Publication Date

December 2008


During the month of August 2008, 10 ozonesondes were launched from Hokkaido University in Sapporo, Japan as part of a study to examine regional pollution during the Olympic period. Seven of these soundings included a second instrument with a filter designed to remove SO2 from the intake air stream.
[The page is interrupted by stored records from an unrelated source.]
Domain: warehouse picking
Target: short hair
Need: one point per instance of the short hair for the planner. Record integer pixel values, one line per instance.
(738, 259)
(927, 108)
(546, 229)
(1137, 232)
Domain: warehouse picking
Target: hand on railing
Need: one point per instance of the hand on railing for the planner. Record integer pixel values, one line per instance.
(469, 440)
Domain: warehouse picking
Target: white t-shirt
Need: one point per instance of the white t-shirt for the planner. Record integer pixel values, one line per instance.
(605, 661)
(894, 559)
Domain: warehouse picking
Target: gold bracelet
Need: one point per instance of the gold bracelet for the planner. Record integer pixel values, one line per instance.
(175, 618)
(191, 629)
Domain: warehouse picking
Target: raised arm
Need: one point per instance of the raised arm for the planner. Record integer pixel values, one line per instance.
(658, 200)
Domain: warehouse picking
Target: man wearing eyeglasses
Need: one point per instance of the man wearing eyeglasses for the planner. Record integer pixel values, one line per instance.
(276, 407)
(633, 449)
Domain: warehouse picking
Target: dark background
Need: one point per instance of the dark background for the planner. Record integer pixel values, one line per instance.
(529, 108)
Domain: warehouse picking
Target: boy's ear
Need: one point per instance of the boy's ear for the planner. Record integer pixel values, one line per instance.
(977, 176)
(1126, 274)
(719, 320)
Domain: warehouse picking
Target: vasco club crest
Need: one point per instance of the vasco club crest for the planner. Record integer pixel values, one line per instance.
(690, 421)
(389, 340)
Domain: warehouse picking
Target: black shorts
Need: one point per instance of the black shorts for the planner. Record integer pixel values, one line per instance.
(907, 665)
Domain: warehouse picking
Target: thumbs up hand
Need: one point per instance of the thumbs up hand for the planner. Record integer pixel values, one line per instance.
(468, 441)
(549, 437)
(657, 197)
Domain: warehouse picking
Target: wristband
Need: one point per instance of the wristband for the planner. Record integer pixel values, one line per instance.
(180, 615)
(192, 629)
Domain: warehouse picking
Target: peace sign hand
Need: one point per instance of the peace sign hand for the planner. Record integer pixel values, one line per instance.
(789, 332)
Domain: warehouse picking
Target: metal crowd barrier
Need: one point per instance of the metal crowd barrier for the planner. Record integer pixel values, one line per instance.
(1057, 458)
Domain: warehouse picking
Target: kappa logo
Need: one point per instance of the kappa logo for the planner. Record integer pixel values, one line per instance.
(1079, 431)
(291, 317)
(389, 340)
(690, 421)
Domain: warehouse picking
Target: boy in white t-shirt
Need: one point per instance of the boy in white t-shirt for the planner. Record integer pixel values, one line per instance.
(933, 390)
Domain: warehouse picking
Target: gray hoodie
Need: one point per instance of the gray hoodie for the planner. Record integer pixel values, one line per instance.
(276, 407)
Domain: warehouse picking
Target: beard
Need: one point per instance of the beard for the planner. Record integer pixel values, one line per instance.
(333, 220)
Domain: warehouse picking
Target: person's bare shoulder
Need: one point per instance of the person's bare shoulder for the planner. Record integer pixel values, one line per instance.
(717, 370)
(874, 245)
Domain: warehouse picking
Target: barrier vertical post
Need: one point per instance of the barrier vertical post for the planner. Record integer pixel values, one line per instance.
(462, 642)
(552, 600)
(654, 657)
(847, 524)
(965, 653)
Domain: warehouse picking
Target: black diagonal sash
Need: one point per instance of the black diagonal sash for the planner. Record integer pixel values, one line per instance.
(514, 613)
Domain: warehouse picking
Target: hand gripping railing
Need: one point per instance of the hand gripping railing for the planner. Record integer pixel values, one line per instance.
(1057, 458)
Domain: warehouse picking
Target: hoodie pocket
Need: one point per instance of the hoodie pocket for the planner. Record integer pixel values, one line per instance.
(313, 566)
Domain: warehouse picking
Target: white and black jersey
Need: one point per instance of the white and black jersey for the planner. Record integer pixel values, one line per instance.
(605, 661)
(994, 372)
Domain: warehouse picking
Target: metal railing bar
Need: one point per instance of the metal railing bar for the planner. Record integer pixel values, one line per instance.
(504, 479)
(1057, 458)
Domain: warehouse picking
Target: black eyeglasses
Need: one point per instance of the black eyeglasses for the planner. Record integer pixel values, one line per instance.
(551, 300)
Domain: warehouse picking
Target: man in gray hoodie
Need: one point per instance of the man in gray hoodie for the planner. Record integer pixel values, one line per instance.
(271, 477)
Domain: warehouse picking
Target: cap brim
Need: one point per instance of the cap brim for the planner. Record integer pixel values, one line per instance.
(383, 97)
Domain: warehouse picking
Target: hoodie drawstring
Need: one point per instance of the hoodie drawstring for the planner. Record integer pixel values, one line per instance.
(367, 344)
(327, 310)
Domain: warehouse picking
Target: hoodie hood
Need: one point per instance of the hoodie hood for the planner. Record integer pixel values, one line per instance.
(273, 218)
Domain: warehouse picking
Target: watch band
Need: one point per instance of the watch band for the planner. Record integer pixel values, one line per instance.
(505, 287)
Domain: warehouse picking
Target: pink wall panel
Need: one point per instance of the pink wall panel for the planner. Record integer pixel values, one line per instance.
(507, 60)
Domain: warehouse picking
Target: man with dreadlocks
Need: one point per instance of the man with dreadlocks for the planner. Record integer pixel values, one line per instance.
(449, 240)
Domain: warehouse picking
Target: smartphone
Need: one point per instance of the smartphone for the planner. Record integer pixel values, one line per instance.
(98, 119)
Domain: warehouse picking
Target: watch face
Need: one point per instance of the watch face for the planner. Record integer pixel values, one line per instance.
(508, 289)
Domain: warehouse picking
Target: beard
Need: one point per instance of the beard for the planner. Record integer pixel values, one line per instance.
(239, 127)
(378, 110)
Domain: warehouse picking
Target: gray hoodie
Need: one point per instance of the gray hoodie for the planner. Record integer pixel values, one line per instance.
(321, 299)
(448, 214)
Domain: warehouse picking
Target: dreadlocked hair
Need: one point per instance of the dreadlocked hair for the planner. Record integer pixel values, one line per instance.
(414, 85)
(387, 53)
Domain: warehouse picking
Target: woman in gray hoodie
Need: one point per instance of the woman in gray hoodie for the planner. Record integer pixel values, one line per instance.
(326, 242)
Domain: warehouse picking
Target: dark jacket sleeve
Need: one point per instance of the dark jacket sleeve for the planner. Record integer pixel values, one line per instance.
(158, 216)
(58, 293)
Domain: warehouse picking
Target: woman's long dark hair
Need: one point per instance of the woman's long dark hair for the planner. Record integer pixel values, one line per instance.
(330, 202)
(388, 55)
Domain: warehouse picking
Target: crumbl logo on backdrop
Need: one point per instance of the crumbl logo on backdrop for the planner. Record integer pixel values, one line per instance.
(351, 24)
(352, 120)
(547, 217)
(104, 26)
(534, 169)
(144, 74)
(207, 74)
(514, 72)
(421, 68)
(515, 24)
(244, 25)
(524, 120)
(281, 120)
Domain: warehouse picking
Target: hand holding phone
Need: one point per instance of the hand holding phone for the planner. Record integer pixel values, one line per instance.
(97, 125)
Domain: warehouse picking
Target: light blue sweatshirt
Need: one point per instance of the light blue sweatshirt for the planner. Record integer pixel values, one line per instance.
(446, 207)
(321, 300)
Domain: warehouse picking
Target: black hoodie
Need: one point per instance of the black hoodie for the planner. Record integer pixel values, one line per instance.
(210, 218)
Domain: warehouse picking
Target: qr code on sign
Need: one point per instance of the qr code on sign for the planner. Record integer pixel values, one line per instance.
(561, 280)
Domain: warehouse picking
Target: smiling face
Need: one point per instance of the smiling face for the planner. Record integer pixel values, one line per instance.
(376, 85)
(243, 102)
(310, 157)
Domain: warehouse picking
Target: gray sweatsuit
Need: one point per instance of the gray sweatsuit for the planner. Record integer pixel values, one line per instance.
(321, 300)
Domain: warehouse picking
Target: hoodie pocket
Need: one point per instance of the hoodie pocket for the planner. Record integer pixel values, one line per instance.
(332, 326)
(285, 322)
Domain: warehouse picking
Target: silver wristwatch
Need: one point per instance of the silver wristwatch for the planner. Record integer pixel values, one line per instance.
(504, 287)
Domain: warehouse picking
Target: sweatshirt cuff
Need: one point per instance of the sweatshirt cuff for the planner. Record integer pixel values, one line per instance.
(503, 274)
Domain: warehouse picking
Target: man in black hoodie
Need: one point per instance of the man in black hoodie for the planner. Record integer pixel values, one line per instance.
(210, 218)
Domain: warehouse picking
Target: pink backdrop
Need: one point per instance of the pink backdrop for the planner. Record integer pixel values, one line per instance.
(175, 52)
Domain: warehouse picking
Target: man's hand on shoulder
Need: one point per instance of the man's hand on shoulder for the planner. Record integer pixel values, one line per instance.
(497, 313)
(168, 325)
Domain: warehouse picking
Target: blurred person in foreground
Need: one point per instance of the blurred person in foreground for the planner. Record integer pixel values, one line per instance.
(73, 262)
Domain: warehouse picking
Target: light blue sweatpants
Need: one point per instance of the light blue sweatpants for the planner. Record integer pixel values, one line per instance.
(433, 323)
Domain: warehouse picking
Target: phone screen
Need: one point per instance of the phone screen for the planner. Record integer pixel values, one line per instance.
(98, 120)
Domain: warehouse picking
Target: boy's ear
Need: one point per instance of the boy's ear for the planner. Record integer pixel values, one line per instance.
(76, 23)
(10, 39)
SO2 interferes with the normal chemistry of the electrochemical cell (ECC) method for ozone detection, with the net result being that each molecule of SO2 registers as minus one molecule of O3. Thus the unfiltered sonde reports [O3] - [SO2] while the filtered sonde reports [O3]. Laboratory tests prior to launch indicate that the SO2 filter is ~87% effective, while destroying little to no O3. The difference between the filtered and unfiltered readings is ~[SO2]. We demonstrate the effectiveness of this technique in the lower and middle troposphere by examining profiles both with and without SO2 present. Ozone Monitoring Instrument (OMI) SO2 data (Krotkov et al., 2006, 2008) and trajectories from the NASA Goddard Trajectory model (Schoeberl & Sparling, 1995) connect the SO2 detected by our balloon borne instruments over Hokkaido, Japan 21 – 22 August to the plume from the volcanic eruption of Mt. Kasatochi 7 – 9 August.